From the wing Anders watches Fenris take his bow. He drops his leg back behind him when he does it, like a dancer. The audience cheers.

Anders thinks they did well, the kiss had gotten a spontaneous round of wild applause and shouting. When Fenris was revealed as Anders’ killer in the dungeon scene there had been audible shock. He thinks they did well. He hopes they did well. He hopes-

And then it’s his turn. His feet move him automatically because if he has to think about curtain call he won’t move. No matter how well he thinks he’s done there is always, always, this tiny part of him afraid that the second he walks out the applause will stop cold and someone will start throwing rotten fruit. 

The cheering cranks up a notch and the rush that passes through him in that moment is better than any orgasm he’s ever had.

Anders smiles. Like a switch being flipped, he is suddenly happy, high on being adored. These people are cheering for him, he’s done well. 

He takes his bow, unable to resist a happy little shimmy from side to side while he does so. They like him. He's done well. 

On impulse he sidles up to Fenris and drops an arm around his shoulder. The crowd goes wild. 

A mischievous little curl in the corner of Fenris’ mouth is all the warning he gets before Anders finds himself being spun and dipped. He lets out squawk of alarm, one hand flying to keep the crown on his head. For half a second he thinks- wild with panic- that Fenris is supplexing him into the boards in some bizarre show of acting dominance and he grabs at the elf’s shoulders determined to take him down with him, but there is an arm around his waist, holding him up while his feet scrabble awkwardly for balance and then-

Fenris kisses him.

It’s a complete stage kiss. Dry, mouth shut, showy without being overly satisfying. A chaste press of lips totally at odds with how very close Fenris’ hand is to his ass. 

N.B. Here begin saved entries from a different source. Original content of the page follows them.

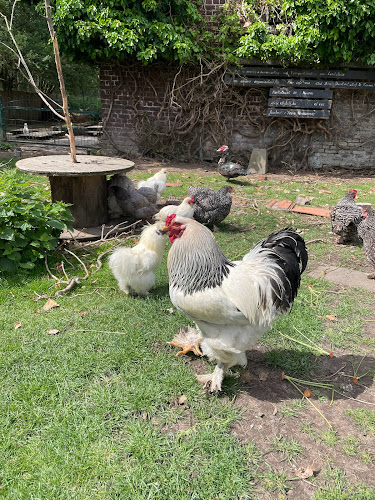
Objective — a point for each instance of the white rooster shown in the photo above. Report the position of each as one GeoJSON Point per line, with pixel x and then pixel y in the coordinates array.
{"type": "Point", "coordinates": [231, 303]}
{"type": "Point", "coordinates": [134, 267]}
{"type": "Point", "coordinates": [157, 182]}
{"type": "Point", "coordinates": [185, 208]}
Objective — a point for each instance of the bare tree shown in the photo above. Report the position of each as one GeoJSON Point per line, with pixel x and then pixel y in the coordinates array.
{"type": "Point", "coordinates": [24, 68]}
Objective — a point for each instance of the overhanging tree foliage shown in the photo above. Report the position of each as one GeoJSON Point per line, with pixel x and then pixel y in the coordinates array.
{"type": "Point", "coordinates": [121, 29]}
{"type": "Point", "coordinates": [313, 32]}
{"type": "Point", "coordinates": [325, 32]}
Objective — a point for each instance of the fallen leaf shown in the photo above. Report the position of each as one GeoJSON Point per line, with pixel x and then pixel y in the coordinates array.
{"type": "Point", "coordinates": [246, 377]}
{"type": "Point", "coordinates": [173, 184]}
{"type": "Point", "coordinates": [182, 399]}
{"type": "Point", "coordinates": [50, 304]}
{"type": "Point", "coordinates": [39, 297]}
{"type": "Point", "coordinates": [331, 317]}
{"type": "Point", "coordinates": [305, 472]}
{"type": "Point", "coordinates": [53, 331]}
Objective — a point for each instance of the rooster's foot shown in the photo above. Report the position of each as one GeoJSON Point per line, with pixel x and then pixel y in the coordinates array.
{"type": "Point", "coordinates": [212, 381]}
{"type": "Point", "coordinates": [189, 340]}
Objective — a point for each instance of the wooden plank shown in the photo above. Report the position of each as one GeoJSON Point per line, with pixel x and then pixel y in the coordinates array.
{"type": "Point", "coordinates": [279, 102]}
{"type": "Point", "coordinates": [321, 212]}
{"type": "Point", "coordinates": [292, 82]}
{"type": "Point", "coordinates": [281, 205]}
{"type": "Point", "coordinates": [299, 113]}
{"type": "Point", "coordinates": [270, 71]}
{"type": "Point", "coordinates": [304, 93]}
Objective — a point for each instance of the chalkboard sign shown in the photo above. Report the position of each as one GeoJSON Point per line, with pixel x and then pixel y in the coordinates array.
{"type": "Point", "coordinates": [304, 93]}
{"type": "Point", "coordinates": [280, 102]}
{"type": "Point", "coordinates": [298, 113]}
{"type": "Point", "coordinates": [292, 82]}
{"type": "Point", "coordinates": [271, 71]}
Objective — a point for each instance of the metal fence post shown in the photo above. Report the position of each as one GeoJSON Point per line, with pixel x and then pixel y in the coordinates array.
{"type": "Point", "coordinates": [3, 135]}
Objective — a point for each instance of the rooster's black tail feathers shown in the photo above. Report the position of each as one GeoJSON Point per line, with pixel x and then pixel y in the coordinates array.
{"type": "Point", "coordinates": [289, 251]}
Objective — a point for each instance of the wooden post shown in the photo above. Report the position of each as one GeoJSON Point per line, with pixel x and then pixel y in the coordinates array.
{"type": "Point", "coordinates": [61, 81]}
{"type": "Point", "coordinates": [3, 134]}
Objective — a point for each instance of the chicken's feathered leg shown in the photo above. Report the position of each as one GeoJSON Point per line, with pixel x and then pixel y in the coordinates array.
{"type": "Point", "coordinates": [212, 381]}
{"type": "Point", "coordinates": [188, 339]}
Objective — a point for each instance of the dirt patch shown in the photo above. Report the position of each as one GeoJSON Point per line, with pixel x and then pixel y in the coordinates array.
{"type": "Point", "coordinates": [268, 418]}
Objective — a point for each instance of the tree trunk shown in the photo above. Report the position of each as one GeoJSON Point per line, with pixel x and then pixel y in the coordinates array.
{"type": "Point", "coordinates": [61, 81]}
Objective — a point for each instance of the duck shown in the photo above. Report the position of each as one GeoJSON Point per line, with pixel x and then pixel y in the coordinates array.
{"type": "Point", "coordinates": [227, 168]}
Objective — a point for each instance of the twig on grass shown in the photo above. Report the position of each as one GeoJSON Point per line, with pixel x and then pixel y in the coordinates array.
{"type": "Point", "coordinates": [80, 261]}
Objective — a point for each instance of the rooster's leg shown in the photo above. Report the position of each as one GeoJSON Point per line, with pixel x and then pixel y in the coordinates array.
{"type": "Point", "coordinates": [188, 339]}
{"type": "Point", "coordinates": [212, 381]}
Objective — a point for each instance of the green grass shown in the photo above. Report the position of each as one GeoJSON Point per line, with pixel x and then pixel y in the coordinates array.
{"type": "Point", "coordinates": [93, 411]}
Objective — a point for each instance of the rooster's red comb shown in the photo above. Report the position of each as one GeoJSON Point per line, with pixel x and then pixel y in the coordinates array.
{"type": "Point", "coordinates": [169, 219]}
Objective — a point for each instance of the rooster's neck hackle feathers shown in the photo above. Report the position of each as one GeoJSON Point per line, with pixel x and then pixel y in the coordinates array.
{"type": "Point", "coordinates": [195, 261]}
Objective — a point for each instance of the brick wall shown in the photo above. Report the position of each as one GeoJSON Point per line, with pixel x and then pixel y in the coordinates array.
{"type": "Point", "coordinates": [138, 104]}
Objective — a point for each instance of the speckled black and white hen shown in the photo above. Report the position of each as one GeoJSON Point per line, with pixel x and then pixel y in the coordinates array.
{"type": "Point", "coordinates": [345, 217]}
{"type": "Point", "coordinates": [366, 231]}
{"type": "Point", "coordinates": [211, 207]}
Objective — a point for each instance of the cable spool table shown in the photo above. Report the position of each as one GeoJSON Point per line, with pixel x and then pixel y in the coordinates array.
{"type": "Point", "coordinates": [82, 184]}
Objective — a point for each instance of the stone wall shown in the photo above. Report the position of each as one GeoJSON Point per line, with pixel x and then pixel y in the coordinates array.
{"type": "Point", "coordinates": [139, 119]}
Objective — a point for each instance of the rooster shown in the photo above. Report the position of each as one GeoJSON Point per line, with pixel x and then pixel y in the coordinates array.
{"type": "Point", "coordinates": [231, 303]}
{"type": "Point", "coordinates": [185, 208]}
{"type": "Point", "coordinates": [345, 217]}
{"type": "Point", "coordinates": [366, 231]}
{"type": "Point", "coordinates": [134, 267]}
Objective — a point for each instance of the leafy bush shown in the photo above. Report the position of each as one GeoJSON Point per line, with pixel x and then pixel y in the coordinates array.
{"type": "Point", "coordinates": [29, 224]}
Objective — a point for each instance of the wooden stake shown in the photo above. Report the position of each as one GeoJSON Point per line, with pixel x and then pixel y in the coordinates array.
{"type": "Point", "coordinates": [61, 81]}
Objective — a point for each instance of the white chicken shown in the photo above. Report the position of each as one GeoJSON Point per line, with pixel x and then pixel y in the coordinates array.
{"type": "Point", "coordinates": [157, 182]}
{"type": "Point", "coordinates": [185, 208]}
{"type": "Point", "coordinates": [231, 303]}
{"type": "Point", "coordinates": [134, 267]}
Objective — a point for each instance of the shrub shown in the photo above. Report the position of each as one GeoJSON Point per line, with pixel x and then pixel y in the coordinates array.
{"type": "Point", "coordinates": [30, 225]}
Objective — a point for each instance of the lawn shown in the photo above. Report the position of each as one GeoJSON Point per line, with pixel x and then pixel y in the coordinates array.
{"type": "Point", "coordinates": [94, 404]}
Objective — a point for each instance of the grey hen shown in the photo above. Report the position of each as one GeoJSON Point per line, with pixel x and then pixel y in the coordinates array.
{"type": "Point", "coordinates": [211, 207]}
{"type": "Point", "coordinates": [345, 217]}
{"type": "Point", "coordinates": [125, 199]}
{"type": "Point", "coordinates": [366, 231]}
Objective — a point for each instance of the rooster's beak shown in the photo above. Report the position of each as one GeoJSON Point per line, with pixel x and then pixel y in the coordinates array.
{"type": "Point", "coordinates": [164, 230]}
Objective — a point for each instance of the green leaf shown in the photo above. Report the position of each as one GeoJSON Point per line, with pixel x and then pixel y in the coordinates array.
{"type": "Point", "coordinates": [27, 265]}
{"type": "Point", "coordinates": [7, 234]}
{"type": "Point", "coordinates": [56, 223]}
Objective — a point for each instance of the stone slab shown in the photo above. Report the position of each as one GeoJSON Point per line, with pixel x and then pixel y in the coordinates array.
{"type": "Point", "coordinates": [343, 276]}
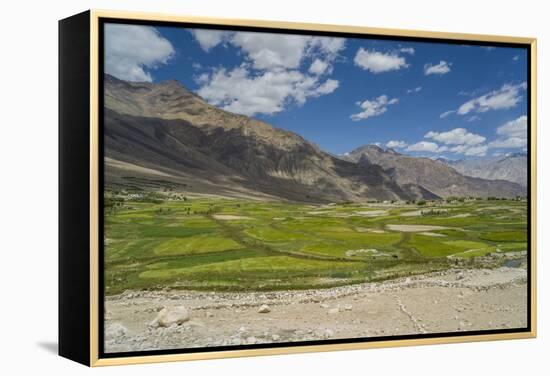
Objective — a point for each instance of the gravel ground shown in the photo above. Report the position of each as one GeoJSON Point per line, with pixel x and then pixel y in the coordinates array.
{"type": "Point", "coordinates": [454, 300]}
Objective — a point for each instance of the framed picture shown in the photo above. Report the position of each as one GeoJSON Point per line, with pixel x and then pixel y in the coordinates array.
{"type": "Point", "coordinates": [238, 187]}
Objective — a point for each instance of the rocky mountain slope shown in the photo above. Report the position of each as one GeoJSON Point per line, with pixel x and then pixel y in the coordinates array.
{"type": "Point", "coordinates": [163, 134]}
{"type": "Point", "coordinates": [434, 176]}
{"type": "Point", "coordinates": [512, 167]}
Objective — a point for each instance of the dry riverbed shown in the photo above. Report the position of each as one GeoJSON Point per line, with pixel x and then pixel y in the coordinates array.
{"type": "Point", "coordinates": [454, 300]}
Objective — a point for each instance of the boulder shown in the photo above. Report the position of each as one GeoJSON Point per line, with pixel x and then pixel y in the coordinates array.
{"type": "Point", "coordinates": [264, 309]}
{"type": "Point", "coordinates": [169, 316]}
{"type": "Point", "coordinates": [115, 330]}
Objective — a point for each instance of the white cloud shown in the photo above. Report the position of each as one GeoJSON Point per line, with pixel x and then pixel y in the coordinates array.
{"type": "Point", "coordinates": [378, 62]}
{"type": "Point", "coordinates": [507, 96]}
{"type": "Point", "coordinates": [446, 114]}
{"type": "Point", "coordinates": [457, 136]}
{"type": "Point", "coordinates": [426, 146]}
{"type": "Point", "coordinates": [268, 51]}
{"type": "Point", "coordinates": [396, 144]}
{"type": "Point", "coordinates": [270, 77]}
{"type": "Point", "coordinates": [327, 87]}
{"type": "Point", "coordinates": [318, 67]}
{"type": "Point", "coordinates": [513, 134]}
{"type": "Point", "coordinates": [442, 68]}
{"type": "Point", "coordinates": [415, 90]}
{"type": "Point", "coordinates": [209, 39]}
{"type": "Point", "coordinates": [373, 107]}
{"type": "Point", "coordinates": [509, 143]}
{"type": "Point", "coordinates": [131, 51]}
{"type": "Point", "coordinates": [407, 50]}
{"type": "Point", "coordinates": [244, 92]}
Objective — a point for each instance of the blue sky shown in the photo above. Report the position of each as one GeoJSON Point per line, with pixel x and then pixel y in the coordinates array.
{"type": "Point", "coordinates": [425, 99]}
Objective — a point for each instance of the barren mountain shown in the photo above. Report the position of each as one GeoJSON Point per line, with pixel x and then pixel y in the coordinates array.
{"type": "Point", "coordinates": [434, 176]}
{"type": "Point", "coordinates": [163, 134]}
{"type": "Point", "coordinates": [511, 167]}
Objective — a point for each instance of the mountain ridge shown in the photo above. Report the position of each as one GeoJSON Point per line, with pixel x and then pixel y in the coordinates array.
{"type": "Point", "coordinates": [200, 148]}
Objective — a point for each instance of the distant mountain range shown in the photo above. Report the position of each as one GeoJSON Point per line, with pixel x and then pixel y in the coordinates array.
{"type": "Point", "coordinates": [163, 135]}
{"type": "Point", "coordinates": [511, 167]}
{"type": "Point", "coordinates": [438, 178]}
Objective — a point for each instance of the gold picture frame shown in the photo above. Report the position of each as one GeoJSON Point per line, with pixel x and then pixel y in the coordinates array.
{"type": "Point", "coordinates": [89, 22]}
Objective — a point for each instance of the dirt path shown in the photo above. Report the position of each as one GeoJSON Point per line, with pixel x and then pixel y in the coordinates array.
{"type": "Point", "coordinates": [455, 300]}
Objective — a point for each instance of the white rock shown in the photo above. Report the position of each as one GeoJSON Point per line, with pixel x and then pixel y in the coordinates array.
{"type": "Point", "coordinates": [115, 330]}
{"type": "Point", "coordinates": [172, 315]}
{"type": "Point", "coordinates": [251, 340]}
{"type": "Point", "coordinates": [264, 309]}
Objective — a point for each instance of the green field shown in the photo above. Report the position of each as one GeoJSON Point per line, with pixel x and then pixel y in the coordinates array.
{"type": "Point", "coordinates": [237, 245]}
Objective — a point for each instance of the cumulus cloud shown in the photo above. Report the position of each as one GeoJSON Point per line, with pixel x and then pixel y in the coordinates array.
{"type": "Point", "coordinates": [378, 62]}
{"type": "Point", "coordinates": [507, 96]}
{"type": "Point", "coordinates": [512, 134]}
{"type": "Point", "coordinates": [442, 68]}
{"type": "Point", "coordinates": [415, 90]}
{"type": "Point", "coordinates": [209, 39]}
{"type": "Point", "coordinates": [271, 76]}
{"type": "Point", "coordinates": [242, 91]}
{"type": "Point", "coordinates": [373, 107]}
{"type": "Point", "coordinates": [318, 67]}
{"type": "Point", "coordinates": [131, 51]}
{"type": "Point", "coordinates": [426, 146]}
{"type": "Point", "coordinates": [407, 50]}
{"type": "Point", "coordinates": [396, 144]}
{"type": "Point", "coordinates": [457, 136]}
{"type": "Point", "coordinates": [446, 114]}
{"type": "Point", "coordinates": [268, 51]}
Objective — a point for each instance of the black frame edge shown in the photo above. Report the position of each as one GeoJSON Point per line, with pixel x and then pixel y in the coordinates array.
{"type": "Point", "coordinates": [74, 188]}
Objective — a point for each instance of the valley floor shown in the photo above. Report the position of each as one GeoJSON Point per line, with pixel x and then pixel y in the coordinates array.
{"type": "Point", "coordinates": [449, 301]}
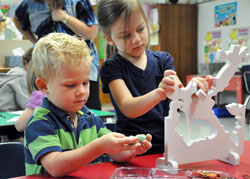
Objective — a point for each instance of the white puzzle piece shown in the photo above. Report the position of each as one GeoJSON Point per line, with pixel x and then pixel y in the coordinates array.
{"type": "Point", "coordinates": [219, 145]}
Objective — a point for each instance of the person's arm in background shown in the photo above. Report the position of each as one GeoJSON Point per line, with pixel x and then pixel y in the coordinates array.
{"type": "Point", "coordinates": [28, 34]}
{"type": "Point", "coordinates": [77, 26]}
{"type": "Point", "coordinates": [21, 122]}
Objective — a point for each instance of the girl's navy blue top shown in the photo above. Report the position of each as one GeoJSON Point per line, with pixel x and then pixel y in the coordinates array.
{"type": "Point", "coordinates": [140, 82]}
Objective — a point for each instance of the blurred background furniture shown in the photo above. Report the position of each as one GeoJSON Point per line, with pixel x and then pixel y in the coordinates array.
{"type": "Point", "coordinates": [12, 160]}
{"type": "Point", "coordinates": [246, 86]}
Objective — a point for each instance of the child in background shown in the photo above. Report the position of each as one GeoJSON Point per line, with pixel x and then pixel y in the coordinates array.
{"type": "Point", "coordinates": [35, 99]}
{"type": "Point", "coordinates": [63, 135]}
{"type": "Point", "coordinates": [137, 79]}
{"type": "Point", "coordinates": [14, 96]}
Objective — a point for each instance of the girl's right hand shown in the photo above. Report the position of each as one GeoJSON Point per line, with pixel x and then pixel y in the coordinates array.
{"type": "Point", "coordinates": [115, 143]}
{"type": "Point", "coordinates": [167, 84]}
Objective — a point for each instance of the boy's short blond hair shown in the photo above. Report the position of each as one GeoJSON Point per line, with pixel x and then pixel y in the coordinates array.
{"type": "Point", "coordinates": [55, 49]}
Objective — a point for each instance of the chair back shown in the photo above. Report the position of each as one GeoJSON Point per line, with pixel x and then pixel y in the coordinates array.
{"type": "Point", "coordinates": [12, 160]}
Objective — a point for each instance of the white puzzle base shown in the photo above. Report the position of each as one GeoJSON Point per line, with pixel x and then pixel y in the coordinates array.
{"type": "Point", "coordinates": [218, 145]}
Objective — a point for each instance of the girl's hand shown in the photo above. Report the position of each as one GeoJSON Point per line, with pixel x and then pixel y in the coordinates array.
{"type": "Point", "coordinates": [58, 14]}
{"type": "Point", "coordinates": [115, 143]}
{"type": "Point", "coordinates": [166, 86]}
{"type": "Point", "coordinates": [145, 145]}
{"type": "Point", "coordinates": [203, 83]}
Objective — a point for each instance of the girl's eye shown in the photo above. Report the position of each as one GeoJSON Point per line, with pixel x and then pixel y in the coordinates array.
{"type": "Point", "coordinates": [140, 29]}
{"type": "Point", "coordinates": [126, 36]}
{"type": "Point", "coordinates": [85, 83]}
{"type": "Point", "coordinates": [70, 86]}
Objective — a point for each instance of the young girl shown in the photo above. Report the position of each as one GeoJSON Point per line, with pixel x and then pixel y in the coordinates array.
{"type": "Point", "coordinates": [137, 79]}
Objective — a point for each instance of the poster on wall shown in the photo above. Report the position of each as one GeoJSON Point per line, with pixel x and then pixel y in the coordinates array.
{"type": "Point", "coordinates": [239, 36]}
{"type": "Point", "coordinates": [225, 14]}
{"type": "Point", "coordinates": [212, 42]}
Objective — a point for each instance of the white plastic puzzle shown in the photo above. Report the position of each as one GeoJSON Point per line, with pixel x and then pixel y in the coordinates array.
{"type": "Point", "coordinates": [219, 145]}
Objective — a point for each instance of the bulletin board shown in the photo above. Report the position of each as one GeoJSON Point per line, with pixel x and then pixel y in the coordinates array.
{"type": "Point", "coordinates": [233, 32]}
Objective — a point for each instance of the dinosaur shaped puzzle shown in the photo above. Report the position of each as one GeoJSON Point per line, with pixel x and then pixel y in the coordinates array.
{"type": "Point", "coordinates": [218, 145]}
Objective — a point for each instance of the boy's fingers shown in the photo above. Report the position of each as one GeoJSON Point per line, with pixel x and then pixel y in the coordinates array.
{"type": "Point", "coordinates": [118, 135]}
{"type": "Point", "coordinates": [169, 72]}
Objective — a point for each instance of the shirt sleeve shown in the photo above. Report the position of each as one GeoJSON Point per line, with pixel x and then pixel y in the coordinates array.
{"type": "Point", "coordinates": [35, 99]}
{"type": "Point", "coordinates": [86, 13]}
{"type": "Point", "coordinates": [110, 70]}
{"type": "Point", "coordinates": [41, 136]}
{"type": "Point", "coordinates": [23, 15]}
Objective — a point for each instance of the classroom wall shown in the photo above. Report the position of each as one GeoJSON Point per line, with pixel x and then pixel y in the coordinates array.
{"type": "Point", "coordinates": [206, 23]}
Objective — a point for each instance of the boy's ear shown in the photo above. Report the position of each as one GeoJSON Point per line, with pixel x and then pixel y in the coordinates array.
{"type": "Point", "coordinates": [42, 85]}
{"type": "Point", "coordinates": [108, 39]}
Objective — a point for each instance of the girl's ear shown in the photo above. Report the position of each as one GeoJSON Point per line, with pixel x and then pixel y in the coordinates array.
{"type": "Point", "coordinates": [42, 85]}
{"type": "Point", "coordinates": [108, 39]}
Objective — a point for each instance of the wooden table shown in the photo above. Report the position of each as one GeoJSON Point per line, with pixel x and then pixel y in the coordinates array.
{"type": "Point", "coordinates": [106, 169]}
{"type": "Point", "coordinates": [4, 69]}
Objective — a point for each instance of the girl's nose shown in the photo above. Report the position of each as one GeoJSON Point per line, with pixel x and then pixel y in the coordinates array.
{"type": "Point", "coordinates": [136, 38]}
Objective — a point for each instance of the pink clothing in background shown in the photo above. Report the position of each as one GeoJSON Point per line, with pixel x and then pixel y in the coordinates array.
{"type": "Point", "coordinates": [35, 99]}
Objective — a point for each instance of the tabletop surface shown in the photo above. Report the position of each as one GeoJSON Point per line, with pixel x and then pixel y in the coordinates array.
{"type": "Point", "coordinates": [106, 169]}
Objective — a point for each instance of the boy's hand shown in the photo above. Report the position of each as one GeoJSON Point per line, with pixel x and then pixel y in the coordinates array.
{"type": "Point", "coordinates": [115, 143]}
{"type": "Point", "coordinates": [167, 84]}
{"type": "Point", "coordinates": [58, 14]}
{"type": "Point", "coordinates": [203, 83]}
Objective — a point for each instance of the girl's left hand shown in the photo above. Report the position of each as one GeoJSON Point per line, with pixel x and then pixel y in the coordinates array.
{"type": "Point", "coordinates": [58, 15]}
{"type": "Point", "coordinates": [145, 145]}
{"type": "Point", "coordinates": [204, 84]}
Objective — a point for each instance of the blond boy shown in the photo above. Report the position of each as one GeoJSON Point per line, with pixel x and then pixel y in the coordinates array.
{"type": "Point", "coordinates": [63, 135]}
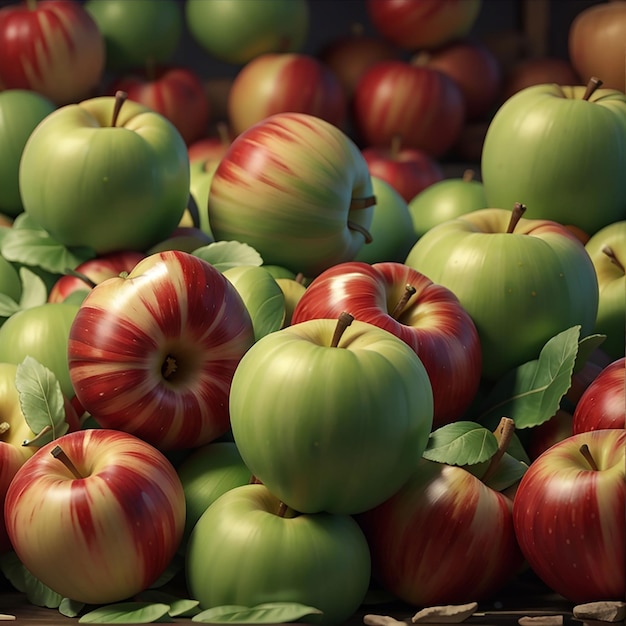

By the time Anders has processed what’s happened Fenris has swung him back up onto his feet. He’s still grasping the crown on his head like an utter tit.

And the audience- dear maker- they’ve gone insane. People are screaming like he’s Tom Hiddleston at Comic Con. Like David Bowie has appeared from the afterlife to bless their stage and he’s not wearing pants. There’s laughter, wild cheering. People are standing- they’re getting a standing ovation.

And Fenris- Fenris is laughing like the naughty little bastard he is.